“工人老大哥,你剛才說咱們以后吃肉還有吃膩的時候”
陳二寶挎著獵槍跟在毛驢車旁邊,一路上羅里吧嗦問個不停。
“那是當然,等以后生活好了,咱們每天都能吃到肉,肥肉塊子壓根沒人吃。”
“哎吆,肥肉多香啊,竟然不吃,太造孽了。”
陳二寶覺得李愛國是在吹牛。
去年他去隔壁公社參加一個放映員的婚禮。
婚宴上有肥肉塊子,那紅通通,顫巍巍的肥肉,進到嘴里,甭提多香了。
那滋味,陳二寶一輩子都忘不掉。
他還準備繼續追問下去,卻看到李愛國突然直起了身體,將腰間的手槍抽了出來。
“怎么了”
“有人,趕緊停下。
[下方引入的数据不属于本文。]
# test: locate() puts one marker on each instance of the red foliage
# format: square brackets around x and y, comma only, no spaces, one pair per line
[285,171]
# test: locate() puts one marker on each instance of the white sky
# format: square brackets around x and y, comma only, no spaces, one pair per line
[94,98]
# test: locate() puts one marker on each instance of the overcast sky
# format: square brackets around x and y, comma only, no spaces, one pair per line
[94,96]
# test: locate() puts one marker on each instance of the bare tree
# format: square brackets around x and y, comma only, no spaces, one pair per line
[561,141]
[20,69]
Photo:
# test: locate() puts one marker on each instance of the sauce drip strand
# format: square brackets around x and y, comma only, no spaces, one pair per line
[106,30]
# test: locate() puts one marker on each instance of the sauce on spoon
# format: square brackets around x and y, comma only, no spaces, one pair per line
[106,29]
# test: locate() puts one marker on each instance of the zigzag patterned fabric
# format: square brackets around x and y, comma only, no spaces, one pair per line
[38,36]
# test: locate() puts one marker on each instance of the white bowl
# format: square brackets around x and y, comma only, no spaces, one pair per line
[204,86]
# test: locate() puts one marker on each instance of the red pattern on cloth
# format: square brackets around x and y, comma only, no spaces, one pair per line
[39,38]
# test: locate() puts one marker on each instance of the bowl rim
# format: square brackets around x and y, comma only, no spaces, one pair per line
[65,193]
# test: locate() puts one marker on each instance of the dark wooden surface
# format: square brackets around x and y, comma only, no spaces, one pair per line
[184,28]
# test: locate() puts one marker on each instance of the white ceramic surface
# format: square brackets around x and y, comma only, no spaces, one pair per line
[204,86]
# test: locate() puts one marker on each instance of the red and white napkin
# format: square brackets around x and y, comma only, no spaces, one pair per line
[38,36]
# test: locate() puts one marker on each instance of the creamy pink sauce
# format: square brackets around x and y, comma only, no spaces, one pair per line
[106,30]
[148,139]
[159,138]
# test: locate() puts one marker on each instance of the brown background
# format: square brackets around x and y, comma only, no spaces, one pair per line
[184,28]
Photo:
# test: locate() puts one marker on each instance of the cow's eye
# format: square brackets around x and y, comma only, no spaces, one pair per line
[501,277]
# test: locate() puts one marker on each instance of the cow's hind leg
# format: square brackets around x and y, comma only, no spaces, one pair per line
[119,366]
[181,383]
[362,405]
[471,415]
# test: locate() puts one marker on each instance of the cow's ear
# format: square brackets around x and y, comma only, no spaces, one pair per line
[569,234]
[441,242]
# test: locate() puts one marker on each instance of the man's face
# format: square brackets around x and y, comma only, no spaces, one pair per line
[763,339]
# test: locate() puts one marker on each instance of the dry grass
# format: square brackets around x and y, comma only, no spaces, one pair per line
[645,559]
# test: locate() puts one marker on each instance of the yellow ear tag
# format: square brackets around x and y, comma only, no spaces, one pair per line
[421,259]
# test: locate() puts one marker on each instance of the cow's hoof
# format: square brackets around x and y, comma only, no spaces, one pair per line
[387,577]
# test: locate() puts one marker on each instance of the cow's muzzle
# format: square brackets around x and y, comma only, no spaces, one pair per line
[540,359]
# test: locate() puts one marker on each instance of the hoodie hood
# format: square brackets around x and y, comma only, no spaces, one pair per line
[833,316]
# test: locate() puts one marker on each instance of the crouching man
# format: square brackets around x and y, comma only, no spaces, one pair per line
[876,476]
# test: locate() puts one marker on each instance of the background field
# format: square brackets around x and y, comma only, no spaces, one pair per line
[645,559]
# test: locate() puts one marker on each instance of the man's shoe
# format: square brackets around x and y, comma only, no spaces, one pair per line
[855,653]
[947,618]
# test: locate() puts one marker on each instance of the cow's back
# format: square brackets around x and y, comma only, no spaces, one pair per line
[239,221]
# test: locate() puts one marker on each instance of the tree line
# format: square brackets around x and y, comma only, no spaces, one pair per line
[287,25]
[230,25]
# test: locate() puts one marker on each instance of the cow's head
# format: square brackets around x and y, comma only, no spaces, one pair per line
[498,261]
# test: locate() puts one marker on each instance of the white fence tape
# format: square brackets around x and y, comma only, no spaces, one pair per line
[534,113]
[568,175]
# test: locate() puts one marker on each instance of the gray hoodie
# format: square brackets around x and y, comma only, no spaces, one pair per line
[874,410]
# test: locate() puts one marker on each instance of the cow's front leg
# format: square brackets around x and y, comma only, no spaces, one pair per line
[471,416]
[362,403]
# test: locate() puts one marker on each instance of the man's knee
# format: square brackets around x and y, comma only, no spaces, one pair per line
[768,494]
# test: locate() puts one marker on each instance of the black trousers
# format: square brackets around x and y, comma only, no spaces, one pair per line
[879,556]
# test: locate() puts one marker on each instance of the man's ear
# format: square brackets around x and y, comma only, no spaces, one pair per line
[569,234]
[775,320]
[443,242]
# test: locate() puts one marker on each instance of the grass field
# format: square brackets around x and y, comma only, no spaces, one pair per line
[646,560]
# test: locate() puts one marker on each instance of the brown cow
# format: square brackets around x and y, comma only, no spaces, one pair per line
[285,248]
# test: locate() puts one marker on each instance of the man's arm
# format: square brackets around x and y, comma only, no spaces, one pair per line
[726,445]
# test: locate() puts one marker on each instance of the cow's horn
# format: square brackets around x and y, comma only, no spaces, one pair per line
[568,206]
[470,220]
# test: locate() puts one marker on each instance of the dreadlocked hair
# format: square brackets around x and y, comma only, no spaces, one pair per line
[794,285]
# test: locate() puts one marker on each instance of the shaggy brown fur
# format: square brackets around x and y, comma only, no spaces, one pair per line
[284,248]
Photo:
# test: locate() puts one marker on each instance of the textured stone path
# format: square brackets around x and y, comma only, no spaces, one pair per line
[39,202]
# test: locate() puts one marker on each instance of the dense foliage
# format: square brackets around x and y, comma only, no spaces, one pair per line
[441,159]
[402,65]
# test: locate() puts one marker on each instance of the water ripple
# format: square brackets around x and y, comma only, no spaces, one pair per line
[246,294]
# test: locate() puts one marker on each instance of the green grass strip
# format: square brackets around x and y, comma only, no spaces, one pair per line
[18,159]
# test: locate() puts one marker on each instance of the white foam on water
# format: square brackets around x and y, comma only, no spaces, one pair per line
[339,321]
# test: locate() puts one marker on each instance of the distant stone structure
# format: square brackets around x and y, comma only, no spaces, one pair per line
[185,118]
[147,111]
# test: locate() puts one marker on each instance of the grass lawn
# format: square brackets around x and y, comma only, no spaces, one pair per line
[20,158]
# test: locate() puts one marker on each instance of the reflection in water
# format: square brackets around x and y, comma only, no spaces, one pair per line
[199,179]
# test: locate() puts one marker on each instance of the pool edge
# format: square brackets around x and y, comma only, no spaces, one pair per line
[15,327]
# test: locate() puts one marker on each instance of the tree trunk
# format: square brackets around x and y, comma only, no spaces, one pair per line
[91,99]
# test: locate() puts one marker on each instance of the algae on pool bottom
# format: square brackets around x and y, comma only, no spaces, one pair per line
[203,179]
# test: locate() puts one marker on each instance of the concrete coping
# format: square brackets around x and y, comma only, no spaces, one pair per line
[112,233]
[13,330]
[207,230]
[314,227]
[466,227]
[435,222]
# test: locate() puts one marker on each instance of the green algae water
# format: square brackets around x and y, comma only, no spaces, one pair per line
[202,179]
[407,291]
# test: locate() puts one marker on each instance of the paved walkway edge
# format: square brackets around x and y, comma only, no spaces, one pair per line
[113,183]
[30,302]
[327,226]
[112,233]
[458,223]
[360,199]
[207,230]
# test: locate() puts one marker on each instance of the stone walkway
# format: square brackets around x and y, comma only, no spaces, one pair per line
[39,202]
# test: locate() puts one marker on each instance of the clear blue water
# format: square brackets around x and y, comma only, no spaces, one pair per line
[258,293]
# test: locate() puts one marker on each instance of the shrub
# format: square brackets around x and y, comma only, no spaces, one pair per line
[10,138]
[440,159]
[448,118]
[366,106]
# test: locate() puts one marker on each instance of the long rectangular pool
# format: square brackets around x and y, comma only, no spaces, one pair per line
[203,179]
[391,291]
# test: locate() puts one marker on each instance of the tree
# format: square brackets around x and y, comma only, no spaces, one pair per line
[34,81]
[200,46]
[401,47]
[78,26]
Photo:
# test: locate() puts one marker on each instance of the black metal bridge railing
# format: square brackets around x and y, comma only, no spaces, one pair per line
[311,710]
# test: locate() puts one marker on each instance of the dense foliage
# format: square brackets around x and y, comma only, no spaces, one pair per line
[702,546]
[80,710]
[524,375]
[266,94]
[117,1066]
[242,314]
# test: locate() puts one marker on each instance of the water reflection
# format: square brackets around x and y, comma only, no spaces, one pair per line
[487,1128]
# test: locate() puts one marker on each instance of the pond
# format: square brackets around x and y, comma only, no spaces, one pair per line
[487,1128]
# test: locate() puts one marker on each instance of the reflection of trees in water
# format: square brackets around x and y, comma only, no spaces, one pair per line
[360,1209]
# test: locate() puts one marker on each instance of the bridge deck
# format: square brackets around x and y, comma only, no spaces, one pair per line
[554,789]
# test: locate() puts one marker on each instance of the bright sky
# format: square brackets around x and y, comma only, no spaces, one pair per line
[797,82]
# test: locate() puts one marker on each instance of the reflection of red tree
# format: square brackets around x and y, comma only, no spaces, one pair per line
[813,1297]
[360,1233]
”
伴隨著李愛國的一聲令下,毛驢車隊停止前進。
陳二寶雖不清楚發生了什么狀況,還是帶著七八個民兵舉起了長槍,擺出了防御陣型。
路邊的人看藏不住了,三十多個民兵舉著長槍噴子從樹林里走了出來。
借助微弱的月光,看清楚對方的樣子,陳二寶臉色大變。
“肥仔你帶這么多民兵準備干什么,打劫嗎”
陳二寶認出對面的人正是烈馬公社的生產隊長肥仔,跟在他身后的三十多個民兵也全都是烈馬公社的民兵。
烈馬公社明顯早有準備,民兵數量要遠超大石公社。
那些民兵們行動有素,一擁而上,家具漆長槍土噴子,將毛驢車圍了起來。
面對烏黑的槍口,王大奎想將腰間的土噴子抽出來,卻被李愛國攥住了手腕。
“別沖動”
王大奎松開手。
他下定決心,等會要是起了沖突,得第一時間掩護李愛國撤退。
肥仔見對方已經成了甕中之鱉,抽著煙,挺著大肚子走上前,吐了二寶一臉煙。
“哥們怎么會打劫呢”
“倒是你們大石公社辦事兒不地道,竟然勾結城里人,搞投機倒把。”
“我現在給你一個機會,只要你們把賣香蕉的錢,分給我們公社一半,以后跟李愛國的生意,也分給我們公社一半。我就當做什么都沒看到。”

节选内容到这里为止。